Hacker News new | ask | show | jobs
by jsmthrowaway 3544 days ago
That's the sort of capacity planning and management an operations chief would do for you several quarters out, based on experience with shifting business needs that they have acquired over a career of dealing with highly specific use cases.

Think of it as putting an intelligent layer between your demand metrics and your server fleet. I live for utilization, just like you live for your product. Hire an operations nerd who does and your company will be much better off for it; based on description it sounds like you or the other engineers are already involved in operations anyway, so you probably won't need two. Hire one and let them tell you.

1 comments

So you're saying that we have to rely on a magic wizard to guess our future capacity?

Whatever. We'll just redo the collo vs GCE comparison accounting for the wizard fee and a margin of error on his future guess:

- Should be at least $200k/year (USA) or £100k/year (UK) for that kind of skill. How many of such wizard do we need? This price is only for one.

- Add 100% on the expected hardware costs. Because hardware is cheap, what is expensive is buying the wrong hardware and having to buy it again.
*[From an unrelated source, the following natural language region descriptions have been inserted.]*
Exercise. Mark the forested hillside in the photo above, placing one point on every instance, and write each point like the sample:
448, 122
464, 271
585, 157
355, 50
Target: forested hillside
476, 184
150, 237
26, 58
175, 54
Would you denigrate a software engineer by saying you had to rely on them as a magic wizard for their knowledge the same way you're referring to someone with ops/capacity planning experience?

Experience and knowledge isn't wizardry or magic, but as a business owner you're free to burn up your cash on pride if that's what you'd like to do. Not every problem's solution is a google search or API call away.
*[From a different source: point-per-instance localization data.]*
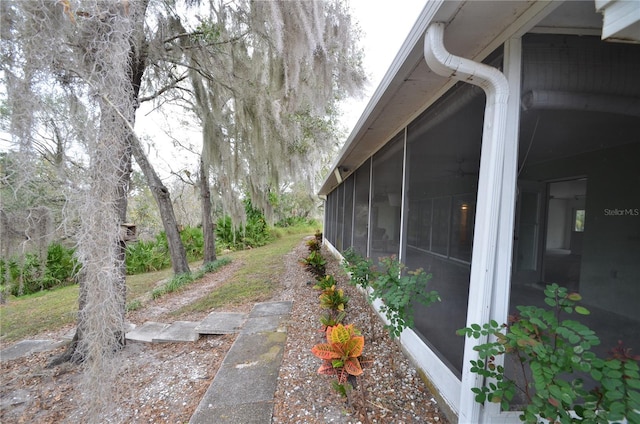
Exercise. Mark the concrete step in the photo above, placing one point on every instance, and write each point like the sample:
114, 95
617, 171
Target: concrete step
243, 389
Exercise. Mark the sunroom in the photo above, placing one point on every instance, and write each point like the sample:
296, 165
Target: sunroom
515, 167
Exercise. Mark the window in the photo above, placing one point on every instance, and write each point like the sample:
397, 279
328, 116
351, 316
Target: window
578, 220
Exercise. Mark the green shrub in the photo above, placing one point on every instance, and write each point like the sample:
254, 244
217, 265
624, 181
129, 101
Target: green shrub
146, 256
193, 242
254, 233
316, 264
61, 267
399, 291
553, 355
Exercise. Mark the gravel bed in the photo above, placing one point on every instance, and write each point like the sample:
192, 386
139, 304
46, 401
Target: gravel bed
163, 383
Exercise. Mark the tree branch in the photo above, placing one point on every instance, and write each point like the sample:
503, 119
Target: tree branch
162, 90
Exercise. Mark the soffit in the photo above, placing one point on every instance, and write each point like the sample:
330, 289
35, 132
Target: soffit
474, 29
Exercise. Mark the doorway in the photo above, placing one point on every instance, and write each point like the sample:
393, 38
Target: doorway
551, 221
566, 223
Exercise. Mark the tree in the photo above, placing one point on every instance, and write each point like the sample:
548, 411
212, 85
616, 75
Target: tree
87, 52
266, 79
268, 102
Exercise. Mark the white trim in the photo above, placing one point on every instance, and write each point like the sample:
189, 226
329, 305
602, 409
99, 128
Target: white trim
403, 209
369, 214
485, 239
502, 282
438, 374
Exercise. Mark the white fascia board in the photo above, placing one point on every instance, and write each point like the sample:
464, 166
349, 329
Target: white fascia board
621, 20
415, 36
I am a SRE, I've done software engineering for years, and I do ops and lots of capacity planning at the moment. I have no intention to denigrate anyone.

The word you should have focused on was 'magic'. In the same way that magic does not exist, it is not possible to plan future capacity with accuracy. It can even get worse if the system is of limited size because the time spent on analysing and planning can quickly cover the savings.

The only way to have good predictions is to already have the systems running in production [for months], with a [mostly] static user base, running applications that don't evolve, and never add any additional service. Given these circumstances, we could have good metrics on current usage and make good prediction on the future... except that to be at this point the hardware has had to be bought already.

> In the same way that magic does not exist, it is not possible to plan future capacity with accuracy.

I...what? Capacity Planning for Unpredictable Growth is literally SRE 103. It's hard and will have a margin of error, yes, but it's not bloody magic. The "magic" is in identifying and collecting the correct metrics that somewhat model the abstracted utilizations of the property, because almost everyone picks the wrong ones; this is situational so there is no blanket advice to offer except that load average is almost certainly wrong, as well as consulting only one metric. If you're working capacity from five or six key application metrics you're probably on the right path.

SRE is, quite specifically, application operations engineering. If you can't model your application's growth I'd be more inclined to call you an SA. (There's absolutely nothing wrong with that, to be clear, even speaking as an SRE. And I am aware several valley companies are diluting the term.)